Por un lado queremos ser nosotros mismos, permanecer, que los demás nos reconozcan como somos, no vivir bajo la tensión de tener que ocultar nuestros deseos más profundos, no tener que mentir, no tener que falsear o aparentar ser lo que no sentimos o no queremos ser. Pero, por otro lado, nos gustaría ser de otro modo, ser mejores (o peores), tener mejor apariencia, impresionar, atraer más a los demás, ser más inteligentes, más ricos, ocupar un lugar social más elevado, etc.

La máscara social no es algo accesorio, sino esencial, pues la sociedad se basa en la construcción y aceptación de “roles”, “papeles”, “funciones”, que hacen posible las relaciones sociales. Máscara no siempre es sinónimo de engaño o mentira. La máscara se puede usar para mentir y engañar, pero también para superar nuestras limitaciones, incluso nuestra timidez.

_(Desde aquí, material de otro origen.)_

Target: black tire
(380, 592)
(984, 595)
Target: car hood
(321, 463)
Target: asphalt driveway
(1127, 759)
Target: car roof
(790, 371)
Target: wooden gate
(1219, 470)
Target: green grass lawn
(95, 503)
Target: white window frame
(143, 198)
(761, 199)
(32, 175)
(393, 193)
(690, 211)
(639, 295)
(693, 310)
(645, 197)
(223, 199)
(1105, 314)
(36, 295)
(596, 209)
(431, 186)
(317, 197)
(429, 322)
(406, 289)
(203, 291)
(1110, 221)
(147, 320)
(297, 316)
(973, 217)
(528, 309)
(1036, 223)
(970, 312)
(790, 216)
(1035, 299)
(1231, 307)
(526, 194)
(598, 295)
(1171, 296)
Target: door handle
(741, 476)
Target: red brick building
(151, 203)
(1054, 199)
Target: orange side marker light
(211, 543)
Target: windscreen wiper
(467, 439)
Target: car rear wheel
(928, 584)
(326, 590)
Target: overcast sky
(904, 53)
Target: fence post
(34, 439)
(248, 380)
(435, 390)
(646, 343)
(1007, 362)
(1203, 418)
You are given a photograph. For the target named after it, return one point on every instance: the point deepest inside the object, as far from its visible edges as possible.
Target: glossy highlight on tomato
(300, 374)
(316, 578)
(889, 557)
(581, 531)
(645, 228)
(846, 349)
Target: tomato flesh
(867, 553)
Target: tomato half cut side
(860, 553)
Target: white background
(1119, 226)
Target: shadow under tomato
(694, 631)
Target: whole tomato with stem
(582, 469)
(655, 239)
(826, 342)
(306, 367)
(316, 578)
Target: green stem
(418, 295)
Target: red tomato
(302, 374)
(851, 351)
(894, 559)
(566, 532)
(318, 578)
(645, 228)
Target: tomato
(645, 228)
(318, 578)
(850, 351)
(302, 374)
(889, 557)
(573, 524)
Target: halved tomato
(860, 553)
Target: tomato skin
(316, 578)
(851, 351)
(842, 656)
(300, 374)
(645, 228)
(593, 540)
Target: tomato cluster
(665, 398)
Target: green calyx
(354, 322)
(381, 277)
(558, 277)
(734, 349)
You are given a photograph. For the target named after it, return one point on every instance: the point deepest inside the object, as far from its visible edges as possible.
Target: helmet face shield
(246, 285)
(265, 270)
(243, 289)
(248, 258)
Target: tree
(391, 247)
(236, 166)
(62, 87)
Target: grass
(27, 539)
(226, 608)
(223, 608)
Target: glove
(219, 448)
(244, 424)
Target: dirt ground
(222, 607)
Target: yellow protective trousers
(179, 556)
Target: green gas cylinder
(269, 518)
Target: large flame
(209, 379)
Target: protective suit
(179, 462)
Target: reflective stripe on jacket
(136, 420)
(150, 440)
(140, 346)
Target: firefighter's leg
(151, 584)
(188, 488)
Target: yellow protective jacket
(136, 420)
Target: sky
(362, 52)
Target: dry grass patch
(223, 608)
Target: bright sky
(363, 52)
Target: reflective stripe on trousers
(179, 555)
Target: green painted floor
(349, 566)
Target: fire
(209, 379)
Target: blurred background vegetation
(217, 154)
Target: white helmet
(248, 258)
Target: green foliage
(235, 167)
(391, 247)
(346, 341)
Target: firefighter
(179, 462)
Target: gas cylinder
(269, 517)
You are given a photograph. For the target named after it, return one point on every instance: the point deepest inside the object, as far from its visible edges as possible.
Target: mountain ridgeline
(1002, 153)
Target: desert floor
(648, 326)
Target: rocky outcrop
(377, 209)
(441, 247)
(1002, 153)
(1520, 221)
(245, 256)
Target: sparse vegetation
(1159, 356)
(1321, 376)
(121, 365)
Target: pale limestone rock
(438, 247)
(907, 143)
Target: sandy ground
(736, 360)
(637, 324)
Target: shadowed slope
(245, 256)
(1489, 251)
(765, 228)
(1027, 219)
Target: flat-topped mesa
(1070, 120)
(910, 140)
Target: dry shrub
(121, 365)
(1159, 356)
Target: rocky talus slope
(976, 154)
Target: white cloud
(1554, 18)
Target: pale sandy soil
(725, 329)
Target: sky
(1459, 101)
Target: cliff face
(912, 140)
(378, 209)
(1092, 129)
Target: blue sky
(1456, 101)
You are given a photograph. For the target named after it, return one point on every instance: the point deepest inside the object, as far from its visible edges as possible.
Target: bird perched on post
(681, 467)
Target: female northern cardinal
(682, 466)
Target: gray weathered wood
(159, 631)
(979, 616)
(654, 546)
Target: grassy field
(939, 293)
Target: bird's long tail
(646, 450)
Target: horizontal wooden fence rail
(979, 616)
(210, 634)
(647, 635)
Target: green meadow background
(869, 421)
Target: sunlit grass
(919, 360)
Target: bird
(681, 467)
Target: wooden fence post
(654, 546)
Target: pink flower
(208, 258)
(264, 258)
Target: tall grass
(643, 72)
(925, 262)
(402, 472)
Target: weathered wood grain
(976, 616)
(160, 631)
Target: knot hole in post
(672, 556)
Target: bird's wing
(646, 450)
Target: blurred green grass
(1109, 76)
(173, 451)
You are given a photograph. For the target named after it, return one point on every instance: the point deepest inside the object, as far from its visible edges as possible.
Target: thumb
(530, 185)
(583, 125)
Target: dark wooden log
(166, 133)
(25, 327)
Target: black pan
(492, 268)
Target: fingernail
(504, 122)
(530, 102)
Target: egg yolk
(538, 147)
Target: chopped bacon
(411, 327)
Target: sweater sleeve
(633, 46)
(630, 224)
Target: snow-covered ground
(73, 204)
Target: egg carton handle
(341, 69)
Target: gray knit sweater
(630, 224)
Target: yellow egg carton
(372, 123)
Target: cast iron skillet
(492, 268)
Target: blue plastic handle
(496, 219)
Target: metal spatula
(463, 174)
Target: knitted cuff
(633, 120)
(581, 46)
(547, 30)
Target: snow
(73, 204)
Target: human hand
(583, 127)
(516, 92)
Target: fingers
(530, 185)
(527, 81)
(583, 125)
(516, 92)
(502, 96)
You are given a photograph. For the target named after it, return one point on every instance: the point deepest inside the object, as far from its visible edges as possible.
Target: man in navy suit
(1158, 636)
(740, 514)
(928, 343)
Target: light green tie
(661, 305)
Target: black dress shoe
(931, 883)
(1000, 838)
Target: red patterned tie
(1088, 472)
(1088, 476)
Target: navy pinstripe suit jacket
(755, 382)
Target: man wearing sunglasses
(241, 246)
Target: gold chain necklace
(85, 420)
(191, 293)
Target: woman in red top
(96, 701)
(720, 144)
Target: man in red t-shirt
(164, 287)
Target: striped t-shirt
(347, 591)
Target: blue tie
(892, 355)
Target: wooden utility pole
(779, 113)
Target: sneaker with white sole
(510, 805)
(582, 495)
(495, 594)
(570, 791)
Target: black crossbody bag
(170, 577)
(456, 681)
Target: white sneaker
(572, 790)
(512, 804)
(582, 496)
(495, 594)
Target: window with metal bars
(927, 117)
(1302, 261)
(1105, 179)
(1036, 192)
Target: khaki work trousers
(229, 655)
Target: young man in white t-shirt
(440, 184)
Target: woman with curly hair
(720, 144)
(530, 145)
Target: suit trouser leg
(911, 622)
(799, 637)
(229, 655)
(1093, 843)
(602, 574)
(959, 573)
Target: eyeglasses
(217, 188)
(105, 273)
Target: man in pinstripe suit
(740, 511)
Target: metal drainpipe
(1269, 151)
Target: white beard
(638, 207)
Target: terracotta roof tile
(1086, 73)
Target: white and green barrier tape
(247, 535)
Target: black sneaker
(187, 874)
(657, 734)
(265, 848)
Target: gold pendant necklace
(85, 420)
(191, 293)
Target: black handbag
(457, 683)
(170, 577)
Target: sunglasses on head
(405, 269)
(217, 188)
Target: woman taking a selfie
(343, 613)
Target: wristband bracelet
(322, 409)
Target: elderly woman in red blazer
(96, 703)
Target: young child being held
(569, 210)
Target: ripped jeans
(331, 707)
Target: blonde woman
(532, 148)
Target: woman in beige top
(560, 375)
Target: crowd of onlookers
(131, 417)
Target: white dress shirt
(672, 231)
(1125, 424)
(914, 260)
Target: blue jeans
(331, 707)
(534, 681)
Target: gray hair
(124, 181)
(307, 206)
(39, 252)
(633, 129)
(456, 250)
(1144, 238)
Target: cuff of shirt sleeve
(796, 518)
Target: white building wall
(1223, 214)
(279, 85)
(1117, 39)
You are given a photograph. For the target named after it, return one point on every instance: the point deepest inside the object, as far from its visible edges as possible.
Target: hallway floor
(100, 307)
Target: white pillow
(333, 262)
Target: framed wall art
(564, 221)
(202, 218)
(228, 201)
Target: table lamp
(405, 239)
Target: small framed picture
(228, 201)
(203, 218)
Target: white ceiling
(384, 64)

Lo peor es quedar encerrado en una sola máscara, querer ser tanto uno mismo que acaba uno siendo sólo la máscara de sí mismo. Como dijo Pessoa:
Quando quis tirar a máscara, / estaba pegada à cara.

No somos un yo, una esencia inmutable, sino una apariencia de yo, que necesita manifestarse, ser o presentarse ante los demás y ante sí mismo de muchas y muy diferentes maneras. Lo que importa no es llevar o no llevar máscara, ser esto o lo otro, sino el que cada uno construya sus propias máscaras, no vaya a comprarlas al mercado social o intente ponerse la máscara de otro.

(La peor máscara es la del caradura, el que la tiene de "cemento armado", la del político corrupto, la del psicópata que se instala en los consejos de administración, en los comités centrales, en las sedes arzobispales, las tertulias radiofónicas y televisivas, los medios de comunicación, etc. Los tenemos todo el día ante los ojos, a montones, y no paran de darnos lecciones de honradez y sinceridad).

Somos personajes, sí, diferentes, cambiantes según delante de qué o de quién nos encontremos, pero podemos ser personajes con personalidad. Somos actores, pero podemos serlo con naturalidad, no de forma impostada, amanerada, estereotipada. Esto ya lo dijo Shakespeare.